Rum kesiminin bu tür tehditlerinin bizim için bir anlamı yok. Onlar da biliyor ki bize karşı bir adım atamazlar, atmaya cüret ederlerse de cevabını alırlar geçmişte olduğu gibi. O yüzden onlar da haddini esasen bili ama siyasi bakımdan böyle çalışma yaparlar. AB’ye gittiler, Türkiye’ye yönelik yaptırım kararı aldırmaya çalıştılar aldıramadılar. Çünkü biz bu konuda gerekli bilgilendirmeyi net bir şekilde yaptık. Bu konuda da son derece rahatız. Attığımız tüm adımlar uluslararası hukuka uygundur.
"KKTC’nin de ruhsat verdiği alanlarda sondaj çalışmalarımızı yapacağız"
Türkiye’nin kıta sahanlığı içinde ne yapacağına ancak Türkiye karar verir. Ayrıca, Kuzey Kıbrıs Türk Cumhuriyeti ve Kıbrıs Türk halkının bir garantör ülke olarak hakkını korumak Türkiye’nin vazifesidir ve sorumluluğudur. O nedenle KKTC’nin de ruhsat verdiği alanlarda sondaj çalışmalarımızı yapacağız. Bu noktaya gelmemizin sebebi Rum kesiminin defalarca uyarmamıza rağmen Kıbrıs Türk halkının hakkını garanti altına almadan, yani orada çıkacak petrol ya da gazdan elde edecek geliri Türk tarafı ile paylaşım garantisi vermeden tek taraflı sondaja başlamasıdır. Biz bunları Yunanlara söyledik, Rumların kendisine de söyledik.

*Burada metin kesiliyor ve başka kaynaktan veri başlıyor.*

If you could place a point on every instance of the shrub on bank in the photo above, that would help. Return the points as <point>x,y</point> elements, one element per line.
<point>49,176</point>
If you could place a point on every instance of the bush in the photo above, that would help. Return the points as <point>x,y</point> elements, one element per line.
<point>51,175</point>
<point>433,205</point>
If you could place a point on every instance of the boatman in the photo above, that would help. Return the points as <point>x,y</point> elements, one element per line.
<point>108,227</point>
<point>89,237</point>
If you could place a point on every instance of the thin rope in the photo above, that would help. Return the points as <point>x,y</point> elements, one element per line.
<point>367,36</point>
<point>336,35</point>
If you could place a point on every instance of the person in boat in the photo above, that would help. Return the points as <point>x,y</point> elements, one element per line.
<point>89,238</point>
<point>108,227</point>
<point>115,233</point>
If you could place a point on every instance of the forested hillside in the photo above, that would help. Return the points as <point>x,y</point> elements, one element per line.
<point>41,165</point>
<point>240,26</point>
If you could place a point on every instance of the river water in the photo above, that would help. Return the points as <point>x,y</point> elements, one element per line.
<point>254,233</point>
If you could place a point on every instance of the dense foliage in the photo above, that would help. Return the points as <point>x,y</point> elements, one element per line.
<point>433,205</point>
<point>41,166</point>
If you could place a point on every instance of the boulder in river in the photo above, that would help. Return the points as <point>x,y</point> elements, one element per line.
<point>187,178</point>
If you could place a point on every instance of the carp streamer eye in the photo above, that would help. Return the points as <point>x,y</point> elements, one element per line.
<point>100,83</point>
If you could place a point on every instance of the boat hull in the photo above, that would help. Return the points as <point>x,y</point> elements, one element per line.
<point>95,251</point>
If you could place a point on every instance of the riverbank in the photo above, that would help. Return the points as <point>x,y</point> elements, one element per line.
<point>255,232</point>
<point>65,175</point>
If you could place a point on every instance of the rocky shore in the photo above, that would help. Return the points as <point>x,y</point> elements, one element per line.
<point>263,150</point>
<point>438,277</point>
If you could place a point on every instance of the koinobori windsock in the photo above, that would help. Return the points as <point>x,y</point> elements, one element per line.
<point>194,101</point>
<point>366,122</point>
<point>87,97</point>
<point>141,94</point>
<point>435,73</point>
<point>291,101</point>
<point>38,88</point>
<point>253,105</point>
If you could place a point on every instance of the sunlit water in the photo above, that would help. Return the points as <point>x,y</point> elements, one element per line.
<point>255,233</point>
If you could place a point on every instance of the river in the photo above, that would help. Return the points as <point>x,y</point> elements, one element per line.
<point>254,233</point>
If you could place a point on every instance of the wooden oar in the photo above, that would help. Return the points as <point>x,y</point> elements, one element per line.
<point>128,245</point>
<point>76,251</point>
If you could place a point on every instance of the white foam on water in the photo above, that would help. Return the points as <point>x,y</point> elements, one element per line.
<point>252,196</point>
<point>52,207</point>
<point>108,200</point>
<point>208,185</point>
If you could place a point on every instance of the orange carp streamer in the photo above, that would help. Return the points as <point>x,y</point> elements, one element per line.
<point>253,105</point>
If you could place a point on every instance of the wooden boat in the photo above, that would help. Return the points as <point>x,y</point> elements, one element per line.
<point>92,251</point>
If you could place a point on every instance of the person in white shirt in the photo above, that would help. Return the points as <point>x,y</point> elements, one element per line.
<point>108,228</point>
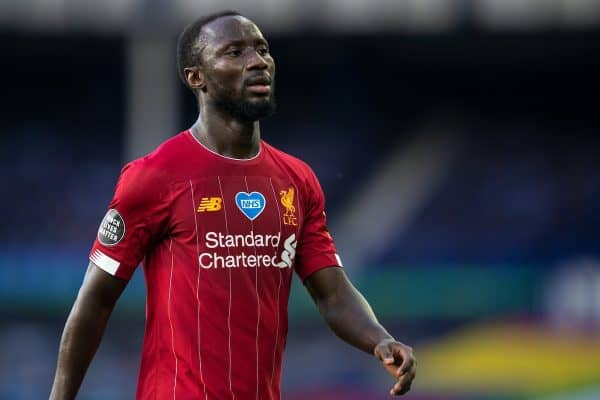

"Hafter gücü paylaşmak istemediği için saldırıya geçti"
Biz başından beri önce Roma toplantıları, daha sonra da Fas’taki konferanstan sonra herkesin, tüm Libyalıların kabul ettiği ve BM başta olmak üzere uluslararası toplumun meşru olarak tanıdığı Ulusal Mutabakat Hükümetini tanıdık. Onlarla ilişkilerimizi geliştirdik, büyükelçiliğimizi tekrar açtık, THY’nin uçuşlarının tekrara başlaması konuşuluyordu. Bu süreçte ben 2 defa Trablus’a gittim ve enerji satışları başlandı, Türk firmalarımızın alacakları ödenmeye başlandı. Yavaş yavaş ülke konferansa gidiyordu. Ulusal Mutabakat Hükümetinin başındaki Sarrac, tüm ülkeyi birleştirme konusunda çaba sarf ediyor. Ama diğer tarafta bu Ulusal Mutabakat Hükümetini tanımak istemeyen bir Hafter vardı. Hafter de bazı komşu ülkeler tarafından destekleniyor. Mısır ve Birleşik Arap Emirlikleri özellikle… Bu desteğini de saklamıyorlar. Dolayısıyla tam bu konferans tekrar başlayacakken Hafter saldırıya geçti. Hafter gücü paylaşmak istemediği için saldırıya geçti. Gerekçesi de teröristlerle mücadele diyor.